Step-by-step guide to setting up Prometheus Alertmanager with Slack, PagerDuty, and Gmail

• 25 Feb, 2020 • 8 min •

In my previous blog post, “How to explore Prometheus with easy ‘Hello World’ projects,” I described three projects that I used to get a better sense of what Prometheus can do. In this post, I’d like to share how I got more familiar with Prometheus Alertmanager and how I set up alert notifications for Slack, PagerDuty, and Gmail.

(I’m going to reference my previous blog post quite a bit, so I recommend reading it before continuing on.)

The basics

You can get started with Prometheus in minutes with Grafana Cloud. We have free and paid Grafana Cloud plans to suit every use case — sign up for free now.

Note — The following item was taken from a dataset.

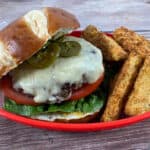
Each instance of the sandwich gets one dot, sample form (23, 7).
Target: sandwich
(48, 74)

Setting up alerts with Prometheus is a two-step process:

To start, you need to create your alerting rules in Prometheus, and specify under what conditions you want to be alerted (such as when an instance is down).

Second, you need to set up Alertmanager, which receives the alerts specified in Prometheus. Alertmanager will then be able to do a variety of things, including:

grouping alerts of similar nature into a single notification
silencing alerts for a specific time
muting notifications for certain alerts if other specified alerts are already firing
picking which receivers receive a particular alert

Step 1: Create alerting rules in Prometheus

We are starting with four subfolders that we’ve previously set up for each project: server, node_exporter, github_exporter, and prom_middleware. The process is explained in my blog post on how to explore Prometheus with easy projects here.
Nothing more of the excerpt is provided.